Non-Planar Graphs I know there may be an answer to this somewhere online, if so I haven't found it. But, I was wondering, if there is at least a somewhat intuitive answer for the following: 

Why are all non-planar graphs extensions or super-graphs of $K_{3,3}$ or $K_5$?

I get the proof that $K_{3,3}$ and $K_5$ are nonplanar, but I am still dumbfounded. I feel like with most things in math, there some be some intuition behind theorems, and concepts. But, maybe I am not thinking in the right spot.  
 A: Is there an intuition for the simple finding all the graphs without subdivisions that demand at least one crossing?  
Assume there is such a simple intuition.  Now then, use that to find all the graphs without subdivisions that demand at least two crossings.
Here are two of them, with the first being the Petersen graph, but the seemingly simple intuition is just getting started. It will need to list out the simplest 2-crossing quartic graphs, and other simple graphs that require 2 crossings.  Just for cubic graphs, the assumed-intuition will need to either prove that large cubic 2-crossing graphs will have these two as a subdivision, or that more cubic graphs are needed.
 
Unfortunately -- this minimal set for two crossings is currently an unsolved problem. It's likely computer solvable with a brute-force search through low-order graphs in a few weeks.  Likely there would be a list of 20 or so graphs and a very difficult proof -- in other words, an inelegant result.
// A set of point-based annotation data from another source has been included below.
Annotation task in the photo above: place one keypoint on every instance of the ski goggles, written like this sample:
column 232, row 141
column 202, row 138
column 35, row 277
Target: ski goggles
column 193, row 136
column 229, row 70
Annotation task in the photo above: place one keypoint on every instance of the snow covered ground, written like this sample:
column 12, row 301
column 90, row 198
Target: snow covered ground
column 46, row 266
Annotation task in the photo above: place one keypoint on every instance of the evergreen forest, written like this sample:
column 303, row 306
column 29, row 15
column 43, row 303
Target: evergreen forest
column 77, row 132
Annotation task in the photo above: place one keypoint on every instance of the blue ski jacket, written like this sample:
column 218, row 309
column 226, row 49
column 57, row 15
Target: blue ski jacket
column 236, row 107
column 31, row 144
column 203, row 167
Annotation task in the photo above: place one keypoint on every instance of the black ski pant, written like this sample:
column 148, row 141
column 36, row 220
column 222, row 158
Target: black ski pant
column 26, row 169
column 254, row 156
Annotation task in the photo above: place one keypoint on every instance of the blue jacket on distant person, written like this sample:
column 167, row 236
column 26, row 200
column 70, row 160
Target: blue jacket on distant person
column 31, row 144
No-one can intuitively write down a complete list of all minimal 2-crossing graphs.  Such a level of intuition doesn't exist.
Instead of intuition, suspicion usually works better.  When Kuratowski started looking at this problem, he found $K_{3,3}$ and $K_5$ but he didn't stop there, he was suspicious of it. That helped him to build up the proof. 
Enlightenment usually comes from a process of elimination, and usually there is a lot to eliminate.  It's not using a light switch to examine a large room -- it's crawling blind into the room and feeling every surface in it.  Or programming a computer to do that for you.
Similar -- Snark Theorem: Any Snark has a Petersen Graph minor. These graphs were named snarks by Gardner, Tutte conjectured the theorem. Proven by Robertson, Sanders, Seymour and Thomas in 2001 using methods more difficult than proving the 4-color theorem.